As shown in that Figure, by moving the reamer towards the neutral
point, the overall torque performance of the system may be
improved.
[0146] In FIG. 17, the effect on rate of penetration for the reamer
was simulated as a function of distance from the bit. As can be
seen in the figure, the highest rate of penetration was achieved
when positioning the reamer at the neutral point.

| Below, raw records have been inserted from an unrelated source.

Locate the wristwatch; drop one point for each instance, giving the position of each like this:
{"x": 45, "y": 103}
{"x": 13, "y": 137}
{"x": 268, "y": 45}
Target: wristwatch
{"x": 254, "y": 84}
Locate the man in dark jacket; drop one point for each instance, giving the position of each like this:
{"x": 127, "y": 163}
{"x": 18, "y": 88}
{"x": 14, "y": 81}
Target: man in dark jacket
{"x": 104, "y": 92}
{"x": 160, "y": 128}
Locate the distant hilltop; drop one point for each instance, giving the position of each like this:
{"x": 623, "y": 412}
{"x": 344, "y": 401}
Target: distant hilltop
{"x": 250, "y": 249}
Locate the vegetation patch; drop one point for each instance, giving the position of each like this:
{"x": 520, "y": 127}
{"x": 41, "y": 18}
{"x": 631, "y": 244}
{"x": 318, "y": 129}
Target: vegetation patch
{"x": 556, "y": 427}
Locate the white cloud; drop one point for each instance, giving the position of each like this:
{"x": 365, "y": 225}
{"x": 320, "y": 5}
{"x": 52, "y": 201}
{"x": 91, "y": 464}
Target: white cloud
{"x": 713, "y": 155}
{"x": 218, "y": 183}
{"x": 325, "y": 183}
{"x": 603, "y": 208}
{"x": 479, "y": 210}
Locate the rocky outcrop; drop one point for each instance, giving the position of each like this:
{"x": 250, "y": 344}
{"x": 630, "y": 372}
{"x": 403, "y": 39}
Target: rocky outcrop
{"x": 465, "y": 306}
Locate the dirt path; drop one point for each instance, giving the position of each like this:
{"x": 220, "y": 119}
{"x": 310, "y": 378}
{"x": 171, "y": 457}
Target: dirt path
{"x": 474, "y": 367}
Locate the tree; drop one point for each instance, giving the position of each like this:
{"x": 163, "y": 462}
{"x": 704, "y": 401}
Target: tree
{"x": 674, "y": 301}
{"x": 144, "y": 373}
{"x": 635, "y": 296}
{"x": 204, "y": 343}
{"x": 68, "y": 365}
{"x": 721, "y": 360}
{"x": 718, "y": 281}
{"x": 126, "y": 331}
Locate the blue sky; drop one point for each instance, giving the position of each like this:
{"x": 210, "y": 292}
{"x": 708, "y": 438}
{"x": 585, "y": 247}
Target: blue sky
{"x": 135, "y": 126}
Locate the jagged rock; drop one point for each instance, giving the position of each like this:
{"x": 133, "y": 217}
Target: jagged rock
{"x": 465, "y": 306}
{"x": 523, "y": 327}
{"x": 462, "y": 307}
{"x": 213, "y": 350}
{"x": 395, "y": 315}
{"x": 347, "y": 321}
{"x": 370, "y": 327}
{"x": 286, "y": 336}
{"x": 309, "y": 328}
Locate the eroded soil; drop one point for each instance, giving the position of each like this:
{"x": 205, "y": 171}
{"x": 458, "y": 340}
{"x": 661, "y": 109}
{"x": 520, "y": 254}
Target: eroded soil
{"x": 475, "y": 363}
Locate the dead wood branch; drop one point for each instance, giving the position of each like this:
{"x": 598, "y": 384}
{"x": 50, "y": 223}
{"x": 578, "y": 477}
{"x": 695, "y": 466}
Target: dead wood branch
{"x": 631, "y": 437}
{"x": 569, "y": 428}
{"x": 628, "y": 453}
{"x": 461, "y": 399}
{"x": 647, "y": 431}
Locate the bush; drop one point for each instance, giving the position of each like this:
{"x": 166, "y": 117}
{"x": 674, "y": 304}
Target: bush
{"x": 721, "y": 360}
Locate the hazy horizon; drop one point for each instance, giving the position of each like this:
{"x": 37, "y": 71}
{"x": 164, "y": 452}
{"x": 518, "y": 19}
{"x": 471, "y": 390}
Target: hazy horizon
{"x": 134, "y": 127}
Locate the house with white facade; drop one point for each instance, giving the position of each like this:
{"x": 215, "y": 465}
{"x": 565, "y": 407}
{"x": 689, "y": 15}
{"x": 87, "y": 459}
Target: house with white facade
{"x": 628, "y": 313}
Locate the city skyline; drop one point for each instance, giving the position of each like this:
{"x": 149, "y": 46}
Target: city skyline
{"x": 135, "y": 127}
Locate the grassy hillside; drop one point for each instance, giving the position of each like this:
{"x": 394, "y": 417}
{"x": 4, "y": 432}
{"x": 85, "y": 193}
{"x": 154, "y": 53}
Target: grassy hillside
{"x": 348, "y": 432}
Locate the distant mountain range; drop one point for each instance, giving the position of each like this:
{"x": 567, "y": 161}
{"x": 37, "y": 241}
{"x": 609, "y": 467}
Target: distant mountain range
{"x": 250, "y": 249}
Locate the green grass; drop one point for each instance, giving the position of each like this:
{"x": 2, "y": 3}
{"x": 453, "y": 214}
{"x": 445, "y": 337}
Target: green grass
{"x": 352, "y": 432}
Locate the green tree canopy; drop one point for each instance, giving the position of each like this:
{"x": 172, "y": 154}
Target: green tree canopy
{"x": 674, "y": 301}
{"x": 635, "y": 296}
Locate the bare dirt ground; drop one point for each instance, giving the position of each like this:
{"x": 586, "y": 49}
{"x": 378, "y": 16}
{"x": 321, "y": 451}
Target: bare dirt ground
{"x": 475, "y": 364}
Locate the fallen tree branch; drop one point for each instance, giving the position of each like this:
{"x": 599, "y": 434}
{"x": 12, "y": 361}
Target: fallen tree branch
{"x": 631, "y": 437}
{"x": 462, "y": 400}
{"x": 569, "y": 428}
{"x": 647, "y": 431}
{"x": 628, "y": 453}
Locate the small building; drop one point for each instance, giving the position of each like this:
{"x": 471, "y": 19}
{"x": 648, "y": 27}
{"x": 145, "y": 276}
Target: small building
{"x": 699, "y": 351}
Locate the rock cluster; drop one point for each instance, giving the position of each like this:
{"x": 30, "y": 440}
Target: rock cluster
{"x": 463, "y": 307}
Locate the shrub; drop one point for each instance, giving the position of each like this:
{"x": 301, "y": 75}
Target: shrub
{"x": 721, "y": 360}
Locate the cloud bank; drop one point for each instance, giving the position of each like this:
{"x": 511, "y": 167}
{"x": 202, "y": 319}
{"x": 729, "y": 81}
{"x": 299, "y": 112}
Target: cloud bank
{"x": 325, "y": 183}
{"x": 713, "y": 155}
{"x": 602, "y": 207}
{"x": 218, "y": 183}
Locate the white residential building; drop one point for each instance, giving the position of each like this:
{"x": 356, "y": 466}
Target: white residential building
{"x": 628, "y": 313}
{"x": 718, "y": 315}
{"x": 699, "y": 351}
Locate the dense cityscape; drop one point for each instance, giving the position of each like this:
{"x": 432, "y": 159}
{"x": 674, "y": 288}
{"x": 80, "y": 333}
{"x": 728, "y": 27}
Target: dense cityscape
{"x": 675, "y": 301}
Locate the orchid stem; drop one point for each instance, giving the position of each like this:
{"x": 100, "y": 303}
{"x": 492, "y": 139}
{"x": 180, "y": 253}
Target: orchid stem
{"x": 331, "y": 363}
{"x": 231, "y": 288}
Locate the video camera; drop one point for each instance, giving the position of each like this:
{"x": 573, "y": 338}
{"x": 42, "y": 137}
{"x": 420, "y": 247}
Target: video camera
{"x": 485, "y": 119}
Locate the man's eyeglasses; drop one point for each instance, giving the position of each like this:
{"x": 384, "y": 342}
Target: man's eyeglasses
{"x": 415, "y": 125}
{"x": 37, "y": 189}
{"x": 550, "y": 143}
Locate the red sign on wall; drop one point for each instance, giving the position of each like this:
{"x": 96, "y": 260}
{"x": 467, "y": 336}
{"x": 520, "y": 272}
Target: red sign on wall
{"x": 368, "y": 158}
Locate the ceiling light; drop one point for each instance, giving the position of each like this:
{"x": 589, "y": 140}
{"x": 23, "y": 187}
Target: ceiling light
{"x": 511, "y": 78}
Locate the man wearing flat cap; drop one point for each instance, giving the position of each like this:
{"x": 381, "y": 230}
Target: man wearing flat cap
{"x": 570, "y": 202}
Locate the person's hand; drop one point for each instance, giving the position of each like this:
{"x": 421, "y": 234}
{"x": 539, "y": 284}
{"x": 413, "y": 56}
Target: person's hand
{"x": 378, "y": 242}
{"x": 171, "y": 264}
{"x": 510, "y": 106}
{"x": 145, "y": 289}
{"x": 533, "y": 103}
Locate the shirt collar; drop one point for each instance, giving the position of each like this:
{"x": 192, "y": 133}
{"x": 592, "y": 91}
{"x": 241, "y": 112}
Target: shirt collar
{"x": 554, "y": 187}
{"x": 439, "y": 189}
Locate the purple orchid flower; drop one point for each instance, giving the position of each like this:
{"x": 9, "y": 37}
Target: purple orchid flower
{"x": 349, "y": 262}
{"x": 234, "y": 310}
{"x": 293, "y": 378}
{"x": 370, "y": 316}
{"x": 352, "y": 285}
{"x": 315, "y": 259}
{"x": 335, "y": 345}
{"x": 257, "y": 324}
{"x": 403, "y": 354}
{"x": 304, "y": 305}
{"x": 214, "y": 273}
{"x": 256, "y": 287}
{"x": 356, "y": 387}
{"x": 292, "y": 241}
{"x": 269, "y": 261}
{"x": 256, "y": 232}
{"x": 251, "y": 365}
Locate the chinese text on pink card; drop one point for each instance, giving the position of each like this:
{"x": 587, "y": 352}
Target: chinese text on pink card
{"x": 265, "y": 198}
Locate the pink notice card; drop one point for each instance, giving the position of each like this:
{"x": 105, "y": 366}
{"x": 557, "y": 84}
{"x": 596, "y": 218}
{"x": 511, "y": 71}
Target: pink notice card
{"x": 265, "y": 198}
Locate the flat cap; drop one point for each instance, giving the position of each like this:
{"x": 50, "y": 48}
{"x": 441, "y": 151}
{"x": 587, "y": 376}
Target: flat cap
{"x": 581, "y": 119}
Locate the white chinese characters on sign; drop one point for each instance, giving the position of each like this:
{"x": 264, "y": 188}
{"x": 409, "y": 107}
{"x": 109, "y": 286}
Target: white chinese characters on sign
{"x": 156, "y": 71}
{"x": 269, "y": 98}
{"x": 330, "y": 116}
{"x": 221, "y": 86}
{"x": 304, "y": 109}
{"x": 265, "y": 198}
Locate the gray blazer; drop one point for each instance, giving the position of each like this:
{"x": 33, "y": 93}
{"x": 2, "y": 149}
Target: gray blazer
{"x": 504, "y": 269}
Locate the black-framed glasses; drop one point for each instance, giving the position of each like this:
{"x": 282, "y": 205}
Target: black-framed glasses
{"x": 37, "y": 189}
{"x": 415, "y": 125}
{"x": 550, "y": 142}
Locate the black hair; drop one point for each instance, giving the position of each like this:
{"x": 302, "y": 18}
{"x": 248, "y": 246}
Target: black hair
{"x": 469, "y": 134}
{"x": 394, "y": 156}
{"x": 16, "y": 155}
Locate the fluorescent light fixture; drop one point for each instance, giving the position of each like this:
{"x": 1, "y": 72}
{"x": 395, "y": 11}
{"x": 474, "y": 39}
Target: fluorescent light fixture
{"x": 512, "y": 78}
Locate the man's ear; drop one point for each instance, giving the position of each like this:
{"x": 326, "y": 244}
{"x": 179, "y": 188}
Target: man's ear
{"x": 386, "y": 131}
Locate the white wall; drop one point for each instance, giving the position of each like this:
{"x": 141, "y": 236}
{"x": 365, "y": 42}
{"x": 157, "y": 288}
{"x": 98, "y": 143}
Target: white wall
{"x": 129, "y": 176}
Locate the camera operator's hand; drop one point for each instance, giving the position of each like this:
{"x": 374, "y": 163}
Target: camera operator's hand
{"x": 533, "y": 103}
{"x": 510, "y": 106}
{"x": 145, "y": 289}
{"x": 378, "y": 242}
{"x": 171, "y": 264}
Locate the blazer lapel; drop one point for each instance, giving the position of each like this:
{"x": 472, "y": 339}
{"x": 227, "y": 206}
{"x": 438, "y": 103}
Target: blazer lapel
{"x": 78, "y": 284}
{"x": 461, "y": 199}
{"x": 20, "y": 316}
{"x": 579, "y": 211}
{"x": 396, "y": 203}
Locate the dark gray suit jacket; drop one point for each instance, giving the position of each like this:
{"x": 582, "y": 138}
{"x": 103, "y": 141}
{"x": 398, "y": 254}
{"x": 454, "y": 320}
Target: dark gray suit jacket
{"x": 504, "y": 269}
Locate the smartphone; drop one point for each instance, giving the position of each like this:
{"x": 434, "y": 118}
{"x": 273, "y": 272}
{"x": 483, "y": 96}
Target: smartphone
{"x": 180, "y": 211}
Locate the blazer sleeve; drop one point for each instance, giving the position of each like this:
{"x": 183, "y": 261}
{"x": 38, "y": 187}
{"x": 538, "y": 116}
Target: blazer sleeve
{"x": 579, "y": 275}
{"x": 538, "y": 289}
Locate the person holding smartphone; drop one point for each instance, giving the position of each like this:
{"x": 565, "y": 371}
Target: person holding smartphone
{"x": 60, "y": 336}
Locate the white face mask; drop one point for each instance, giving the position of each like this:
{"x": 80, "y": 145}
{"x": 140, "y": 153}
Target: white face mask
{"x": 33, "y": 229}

[0147] In FIG. 18, the bending moment at the MWD tool (which is
located at 52 feet) is simulated as function of reamer location. As
can be seen in the figure the bending moments are relatively lower
and more constant when the reamer is located at 161 feet when
compared with positions closer to the drill bit. Thus, location of
the reamer may also effect secondary components, not just secondary
and primary cutting structures. Embodiments disclosed herein may be
used to model the effect of reamer (or other cutting structures) on
secondary components such as motors, MWD tools, LWD tools, sampling
probes, or other components known to those having ordinary skill in
the art.
[0148] Thus, embodiments of the present invention provide
techniques for locating secondary cutting structures in a drill
string. In selected embodiments a secondary cutting structure may
comprise a reamer. The reamer may be located at the neutral point,
within 5 feet of the neutral point, within 10 feet of the neutral
point, within 20 feet of the neutral point, within 30 feet of the
neutral point, within 50 feet of the neutral point, within 60 feet
of the neutral point, or within 100 feet of the neutral point,
depending on the selected embodiment.
[0149] Specifically, selected embodiments involve determining
(whether by calculating or by other means) a neutral point of a
drilling system, and positioning a secondary cutting structure
adjacent to the neutral point of the drilling system.
[0150] While the invention has been described with respect to a
limited number of embodiments, those skilled in the art, having
benefit of this disclosure, will appreciate that other embodiments
can be devised which do not depart from the scope of the invention
as disclosed herein. Accordingly, the scope of the invention should
be limited only by the attached claims.